In the late 19th century the federal government, unlike its counterparts in western Europe, had no central repository for its records. The American Historical Association was an early advocate of the establishment of such a public records center but it took decades for these efforts to begin to pay off. Not until 1926 was legislation enacted authorizing construction of a building for a national archives in Washington and it was only in 1934 that the building was completed and a National Archives Act became law. Just as the AHA leaders had carefully scrutinized and regularly reported on the establishment of the new National Archives they also participated informally, but significantly, in the selection of a highly regarded professional as the first Archivist of the United States. Through its Committee on Historical Sources Materials created in 1936, the AHA also monitored and supported other New Deal legislation that attempted to address the need for white collar relief work with the efforts to inventory historical resources underway by the Works Progress Administration's Historical Records Survey or the Historic Sites Survey of the National Parks Service.
After the Second World War the AHA collapsed both its Committee on Historical Source Materials and its Committee on Government Publications into a new Committee on Historians and the Federal Government that was charged to assist the government in establishing sound criteria for the appraisal of its historical products, to encourage government agencies to publish those parts of their records that are relevant to the purposes of historical scholarship and to induce government agencies to make their records available to competent historical scholars. Over the 15 or so years of its existence the committee focused its work on these and other issues such as the Civil Service Commission's standards and procedures for recruiting historians for the federal service, access to records "classified" for national security reasons, as well as copyright legislation.
In 1976, when the National Coordinating Committee for the Promotion of History (NCC) was created by the AHA, the Organization of American Historians, and several other historical and archival associations, the Resource Group on Federal History was one of its first priorities. As the NCC grew into a full-fledged advocacy organization under Page Putnam Miller's leadership several years later, the focus on federal history and records continued, with important victories in reestablishing the independence of the National Archives, the passage of legislation mandating of an Advisory Committee on Historical Diplomatic Documentation at the U.S. Department of State, ensuring the preservation of electronic records, and working with the National Park Service to ensure the use of recent scholarship in the interpretation of historic sites.
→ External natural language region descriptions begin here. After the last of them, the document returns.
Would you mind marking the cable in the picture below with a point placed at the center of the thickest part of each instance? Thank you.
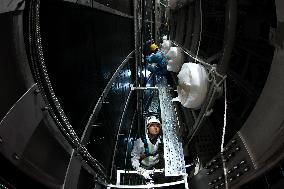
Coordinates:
(223, 136)
(197, 52)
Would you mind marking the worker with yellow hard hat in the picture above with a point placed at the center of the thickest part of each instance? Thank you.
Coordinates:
(157, 61)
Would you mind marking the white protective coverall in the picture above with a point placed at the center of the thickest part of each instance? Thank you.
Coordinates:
(139, 150)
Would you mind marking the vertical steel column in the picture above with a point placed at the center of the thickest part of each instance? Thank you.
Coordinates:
(157, 19)
(138, 68)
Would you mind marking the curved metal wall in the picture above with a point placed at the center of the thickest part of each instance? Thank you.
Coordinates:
(83, 47)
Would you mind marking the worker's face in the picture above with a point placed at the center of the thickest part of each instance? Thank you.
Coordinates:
(154, 129)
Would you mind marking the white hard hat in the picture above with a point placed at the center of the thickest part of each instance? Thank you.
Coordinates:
(152, 119)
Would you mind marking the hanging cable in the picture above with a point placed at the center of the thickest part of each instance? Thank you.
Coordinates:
(223, 135)
(200, 33)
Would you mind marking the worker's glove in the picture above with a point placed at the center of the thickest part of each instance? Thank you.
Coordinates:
(152, 67)
(144, 173)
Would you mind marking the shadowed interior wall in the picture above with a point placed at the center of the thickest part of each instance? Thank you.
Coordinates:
(83, 47)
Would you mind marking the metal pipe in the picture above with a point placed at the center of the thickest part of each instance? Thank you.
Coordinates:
(231, 20)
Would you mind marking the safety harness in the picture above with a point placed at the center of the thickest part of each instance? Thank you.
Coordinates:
(146, 147)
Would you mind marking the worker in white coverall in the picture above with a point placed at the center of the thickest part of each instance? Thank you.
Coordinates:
(147, 150)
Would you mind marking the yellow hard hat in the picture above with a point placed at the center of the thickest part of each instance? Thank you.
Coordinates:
(153, 47)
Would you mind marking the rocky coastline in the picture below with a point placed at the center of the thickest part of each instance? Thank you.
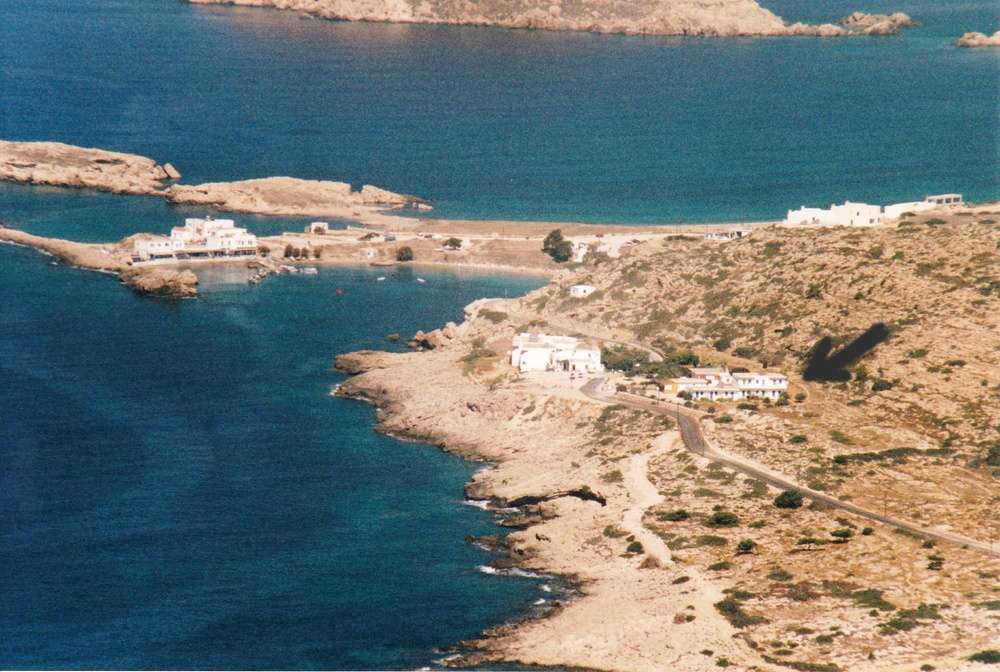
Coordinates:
(609, 496)
(58, 164)
(716, 18)
(61, 165)
(111, 258)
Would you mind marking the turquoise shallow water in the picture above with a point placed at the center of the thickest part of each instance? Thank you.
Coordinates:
(179, 490)
(519, 124)
(177, 487)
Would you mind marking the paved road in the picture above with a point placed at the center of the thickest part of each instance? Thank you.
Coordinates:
(695, 442)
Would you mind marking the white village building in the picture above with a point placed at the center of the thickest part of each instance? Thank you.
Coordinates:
(862, 214)
(718, 383)
(545, 352)
(198, 239)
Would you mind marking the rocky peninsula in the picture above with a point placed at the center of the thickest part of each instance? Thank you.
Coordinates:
(58, 164)
(638, 17)
(112, 258)
(665, 580)
(288, 196)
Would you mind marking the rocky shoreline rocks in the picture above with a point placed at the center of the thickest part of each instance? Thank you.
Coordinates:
(58, 164)
(640, 17)
(979, 40)
(149, 280)
(284, 196)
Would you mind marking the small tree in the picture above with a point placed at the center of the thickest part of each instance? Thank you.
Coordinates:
(554, 245)
(843, 534)
(789, 499)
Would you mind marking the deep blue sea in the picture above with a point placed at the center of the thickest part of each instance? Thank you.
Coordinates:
(177, 487)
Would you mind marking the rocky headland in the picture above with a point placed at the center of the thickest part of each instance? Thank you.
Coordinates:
(58, 164)
(286, 196)
(112, 258)
(979, 40)
(641, 17)
(662, 581)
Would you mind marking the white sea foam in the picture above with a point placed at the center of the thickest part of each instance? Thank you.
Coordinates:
(478, 503)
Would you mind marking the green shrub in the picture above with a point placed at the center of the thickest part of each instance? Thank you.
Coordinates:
(839, 437)
(989, 656)
(722, 519)
(613, 477)
(778, 574)
(673, 516)
(789, 499)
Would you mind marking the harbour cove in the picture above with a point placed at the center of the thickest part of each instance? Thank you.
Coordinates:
(178, 486)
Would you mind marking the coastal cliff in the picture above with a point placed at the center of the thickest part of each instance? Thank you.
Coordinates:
(638, 17)
(58, 164)
(285, 196)
(663, 583)
(112, 258)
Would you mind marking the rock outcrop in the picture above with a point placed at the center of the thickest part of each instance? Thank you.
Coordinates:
(67, 166)
(161, 282)
(284, 196)
(878, 24)
(637, 17)
(979, 40)
(155, 281)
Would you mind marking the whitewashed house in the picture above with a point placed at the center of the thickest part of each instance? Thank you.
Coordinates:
(545, 352)
(929, 203)
(848, 214)
(717, 383)
(198, 239)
Most of the AHA's advocacy work during these last 20 years has been with and through the NCC, now a consortium of 59 historical and archival organizations. Not only has the NCC been an effective advocate on behalf of the historical profession it has also beenparticularly since its collaboration with H-Net beginning in 1995an extraordinarily reliable source of information for those engaged in advocacy activities over a wide range of issues. Less often noticed, but equally important, NCC has provided a forum where historians from various kinds of institutions can share both their different perspectives and mutual concerns. As we begin the process of transition to new leadership at the NCC we should recognize that we have a substantial tradition of advocacy work to uphold and to preserve for future generations.
Arnita A. Jones is the executive director of the AHA.